Prof. Langan wrote that she was defending liberal education in Sproul Plaza — that she was defending an idea of the university that is being dismantled by political and education leaders who support only the most narrow forms of instrumental training. Prof. Langan’s idea of the university emphasizes the links between the practice of free thinking and the cultivation of freedom in the years after graduation. She is a teacher and a student of Thoreau, the author of  Walden and of Civil Disobedience, who understood how our American emphasis on the bottom line can make us blind to the world before our eyes and to our possibilities for change. Thoreau wrote: We should seek to be fellow students with the pupil, and should learn of, as well as with him, if we would be most helpful to him. But I am not blind to the difficulties of the case; it supposes a degree of freedom which rarely exists.

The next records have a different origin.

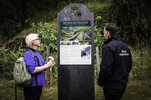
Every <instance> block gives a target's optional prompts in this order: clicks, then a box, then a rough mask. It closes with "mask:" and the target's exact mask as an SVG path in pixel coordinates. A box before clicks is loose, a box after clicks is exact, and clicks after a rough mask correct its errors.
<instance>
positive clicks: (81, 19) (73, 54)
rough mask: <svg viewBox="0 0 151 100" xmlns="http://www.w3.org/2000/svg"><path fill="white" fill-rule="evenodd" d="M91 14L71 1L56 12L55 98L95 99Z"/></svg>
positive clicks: (92, 41)
mask: <svg viewBox="0 0 151 100" xmlns="http://www.w3.org/2000/svg"><path fill="white" fill-rule="evenodd" d="M93 25H94V15H93V13H91V12H90V11H89V9H88V8H87V7H86V6H84V5H82V4H70V5H68V6H66V7H65V8H64V9H63V10H62V12H61V13H60V14H59V15H58V100H94V39H93Z"/></svg>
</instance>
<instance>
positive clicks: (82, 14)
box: [58, 3, 93, 21]
mask: <svg viewBox="0 0 151 100" xmlns="http://www.w3.org/2000/svg"><path fill="white" fill-rule="evenodd" d="M58 18H59V20H60V21H72V20H91V19H92V18H93V13H91V12H90V10H89V9H88V8H87V7H86V6H84V5H82V4H78V3H74V4H70V5H68V6H66V7H65V8H64V9H63V10H62V12H61V13H60V14H59V15H58Z"/></svg>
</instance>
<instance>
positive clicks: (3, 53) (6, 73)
mask: <svg viewBox="0 0 151 100" xmlns="http://www.w3.org/2000/svg"><path fill="white" fill-rule="evenodd" d="M20 54H21V52H19V51H18V52H14V51H5V47H2V48H1V50H0V72H1V73H0V77H1V78H7V79H13V68H14V62H15V61H16V59H17V58H18V56H19V55H20Z"/></svg>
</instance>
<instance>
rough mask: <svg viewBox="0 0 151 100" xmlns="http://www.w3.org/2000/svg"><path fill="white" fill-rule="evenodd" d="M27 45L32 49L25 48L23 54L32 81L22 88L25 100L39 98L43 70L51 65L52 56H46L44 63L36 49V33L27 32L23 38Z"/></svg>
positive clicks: (42, 84) (34, 99)
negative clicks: (23, 91) (31, 79)
mask: <svg viewBox="0 0 151 100" xmlns="http://www.w3.org/2000/svg"><path fill="white" fill-rule="evenodd" d="M25 42H26V45H27V47H28V48H29V49H30V50H32V51H33V52H34V54H35V56H36V58H35V59H34V56H33V54H32V52H31V51H30V50H27V51H26V52H25V55H24V60H25V63H26V67H27V69H28V71H29V72H30V73H31V74H32V76H33V79H32V83H31V84H30V85H29V86H28V87H25V88H24V98H25V100H40V96H41V93H42V86H43V85H45V78H44V70H46V69H48V68H50V67H52V66H53V62H54V58H53V57H48V62H47V63H45V62H44V60H43V58H42V56H41V54H40V53H39V52H38V51H37V49H38V47H39V46H40V40H39V37H38V34H29V35H27V36H26V39H25Z"/></svg>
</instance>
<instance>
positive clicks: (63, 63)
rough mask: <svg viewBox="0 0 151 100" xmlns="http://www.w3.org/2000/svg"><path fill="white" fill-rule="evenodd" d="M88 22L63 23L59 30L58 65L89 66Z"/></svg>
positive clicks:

At Wesleyan we believe strongly in this degree of freedom as we build a home for learning. And our colleagues on the West Coast, the faculty and staff who stood shoulder to shoulder with students at Berkeley, were exercising “a degree of freedom which rarely exists.” Their peaceful efforts to protest the dismantling of a once great university deserve our respect. The violent response to these efforts deserves our condemnation.

3 thoughts on “Exercising “a degree of freedom which rarely exists”

  1. Prof. Roth,

    Before your imagination runs wild with violent scenarios, please remember that the university is a sanctuary, or better yet a temporary autonomous zone, where students, faculty, staff, and townsfolk have the opportunity & freedom to conduct alternative social experiments. Without universities we would still be mired in the Dark Ages. Please use your power wisely.

    Bob Dannin

  2. That President Michael Roth would condemn Berkeley police roughing up students and professors using nonviolent civil disobedience fits squarely in Wesleyan’s tradition of supporting the rights of free speech and symbolic protest in a democracy, as well as fitting in with our US Constitution. Perhaps Mr. Dannin did not view the actual video footage (see link above) of Professor Langan’s quite violent arrest, which resulted in a fat lip and scratches as she was thrown to the ground, after offering her wrists to be peacefully arrested. These students were not in the least violent; they locked arms and did not hit, spit or engage in any physical contact with the cops. Thie footage is chilling. It reminds me of the way the Mississippi and Alabama police brutalized civil rights demonstrators in the 1960s that I watched on TV growing up not far from Middletown. Democracy is at times necessarily messy and inconvenient; but if we wish to protect it, the very least we can do is support citizens’ rights of free speech and assembly to redress grievances. If we fail to do so, we risk erosion of these freedoms, as a “new normal” of beating up people, whether they be Tea Party, Occupy, or other pressure groups, replaces our fundamental rights as Americans.

  3. Mr. Gerard totally misconstrued my comments that were meant to warn against any use of force on campus and reminded Roth about his obligation to protect the university community from any violence whatsoever.